# Jeff's Sauce (Too "ketchupy")



## mattcesq (Aug 1, 2011)

Hi all,

  So I bought Jeff's rub and sauce recipes and used them a few times each.  Each time I made the sauce, ketchup was the most prominent smell and flavor.  I'm making the sauce this weekend and was going to try alter it, so as to reduce the ketchup flavor, but thought I'd fish for some ideas here first.  I normally use Heinz Ketchup, so maybe I'll use Hunts or an organic store brand. 

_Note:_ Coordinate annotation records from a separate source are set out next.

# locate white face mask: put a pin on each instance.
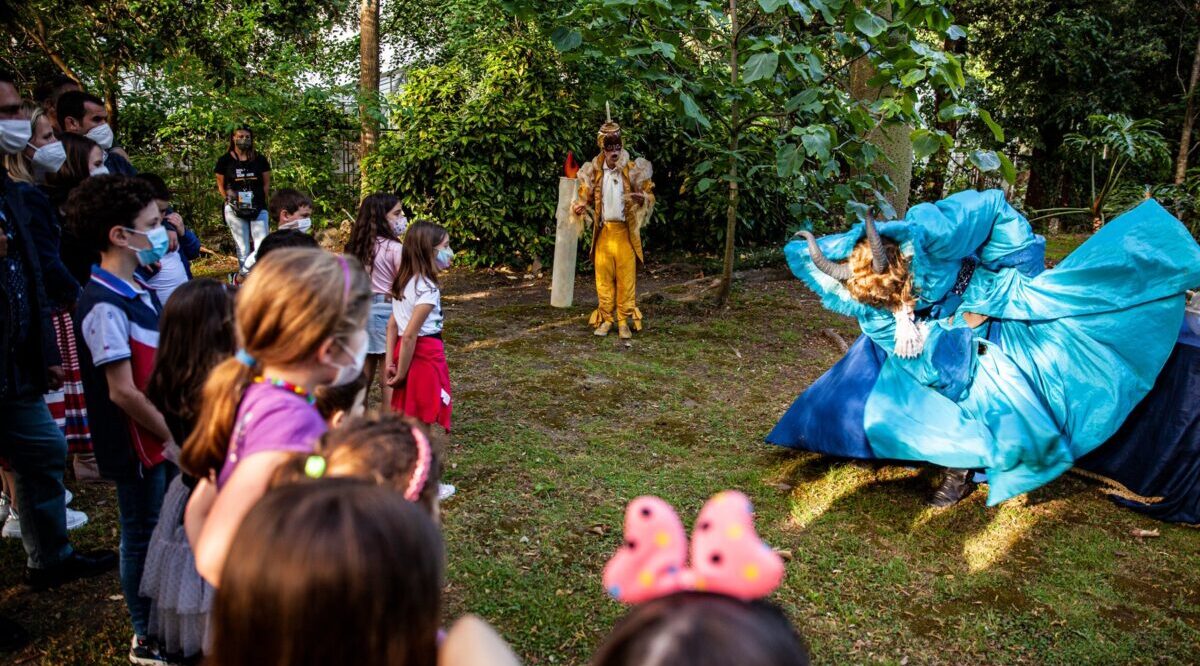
(347, 373)
(15, 133)
(49, 159)
(102, 135)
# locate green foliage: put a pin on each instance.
(479, 143)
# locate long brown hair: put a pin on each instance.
(337, 571)
(370, 225)
(291, 304)
(77, 167)
(702, 629)
(376, 448)
(419, 255)
(196, 333)
(891, 289)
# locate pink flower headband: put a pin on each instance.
(727, 557)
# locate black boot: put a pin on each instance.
(955, 486)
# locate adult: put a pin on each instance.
(622, 196)
(976, 358)
(48, 93)
(244, 179)
(84, 114)
(29, 364)
(183, 245)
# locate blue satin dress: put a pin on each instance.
(1062, 360)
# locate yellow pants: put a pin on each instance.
(616, 277)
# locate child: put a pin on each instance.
(417, 361)
(677, 622)
(196, 335)
(175, 267)
(375, 240)
(336, 403)
(118, 319)
(301, 319)
(383, 449)
(292, 210)
(334, 571)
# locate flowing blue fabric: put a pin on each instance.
(1065, 358)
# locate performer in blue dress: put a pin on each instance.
(975, 358)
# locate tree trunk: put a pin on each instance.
(1181, 161)
(893, 139)
(369, 83)
(731, 215)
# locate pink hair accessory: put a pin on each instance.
(346, 277)
(421, 472)
(727, 557)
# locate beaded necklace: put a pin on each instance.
(288, 387)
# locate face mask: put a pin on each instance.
(347, 373)
(49, 159)
(15, 133)
(157, 250)
(102, 135)
(444, 257)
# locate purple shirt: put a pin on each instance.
(271, 419)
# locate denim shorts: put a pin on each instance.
(377, 324)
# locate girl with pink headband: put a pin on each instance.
(699, 604)
(301, 323)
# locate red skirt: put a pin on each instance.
(425, 394)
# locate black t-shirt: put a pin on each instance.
(245, 178)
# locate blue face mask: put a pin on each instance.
(157, 250)
(444, 257)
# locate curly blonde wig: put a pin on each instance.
(891, 289)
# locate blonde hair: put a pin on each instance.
(18, 166)
(293, 301)
(891, 289)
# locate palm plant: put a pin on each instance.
(1119, 141)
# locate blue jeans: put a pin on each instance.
(139, 503)
(37, 451)
(247, 234)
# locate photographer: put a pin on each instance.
(244, 179)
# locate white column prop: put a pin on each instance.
(567, 246)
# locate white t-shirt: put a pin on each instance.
(169, 276)
(419, 291)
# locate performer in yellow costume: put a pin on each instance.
(621, 196)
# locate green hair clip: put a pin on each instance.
(315, 467)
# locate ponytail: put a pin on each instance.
(293, 301)
(204, 453)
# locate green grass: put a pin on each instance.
(556, 430)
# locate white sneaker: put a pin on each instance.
(11, 526)
(76, 519)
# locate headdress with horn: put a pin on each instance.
(610, 132)
(841, 271)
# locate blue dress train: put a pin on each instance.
(1062, 360)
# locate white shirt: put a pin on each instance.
(169, 276)
(419, 291)
(613, 195)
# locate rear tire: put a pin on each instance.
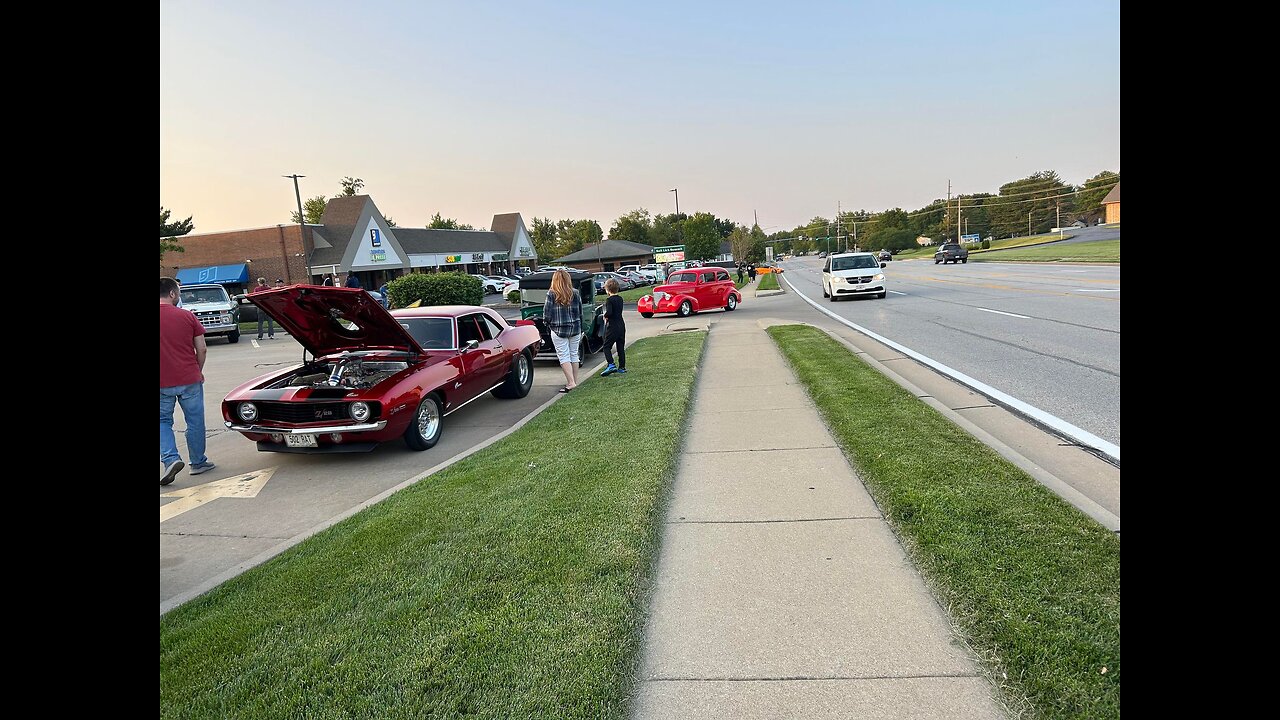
(424, 428)
(519, 379)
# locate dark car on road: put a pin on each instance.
(951, 253)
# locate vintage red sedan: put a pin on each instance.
(691, 291)
(369, 376)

  Any suggestions are welcomed, thanks.  Matt C.


----------



## oldschoolbbq (Aug 1, 2011)

Try an off brand


----------



## roller (Aug 1, 2011)

Does the recipe call for a certain brand of Ketchup..what is it that you do not like about it...Try making your on.


----------



## SmokinAl (Aug 2, 2011)

Instead of heating it on the stove, try putting it in the smoker for about 4 hours when your smoking something else.


----------



## bigeyedavid (Aug 2, 2011)

Try adding more brown suger


----------



## eman (Aug 2, 2011)

I have never made jeffs sauce, but when i make different sauces i find yellow mustard is a great thing to cut tomatoe or too sweet w/o giving the sauce to much of a vinegar twang.


----------



## melleram (Aug 2, 2011)

molasses is the key to all store bought sauces.  If you want to make a sauce that is anything like store bought sauce you will need molasses.

That being said What I do now is buy sauces from the store and experiment with adding and mixing (beer, honey, rubs, vinegar). 

Cheaper in the long run and the end product is usually awesome


----------



## triplebq (Aug 2, 2011)

Just use a little less and instead use tomato paste .. It will change your flavor profile alot but keep the basic reciepe in tact for the volume ( amount of serv ings )  .ode the record Del Monte works great for this .


----------



## mattcesq (Aug 2, 2011)

Thanks for all the help. For the sauce I am making this weekend, I will use a generic ketchup.  If that doesn't help, I will cut some ketchup out and use Del Monte tomato paste.  I never thought about smoking the sauce, but that sounds like a good idea for the future too.  Thanks again.  I'll tell you how it turns out.  Matt


----------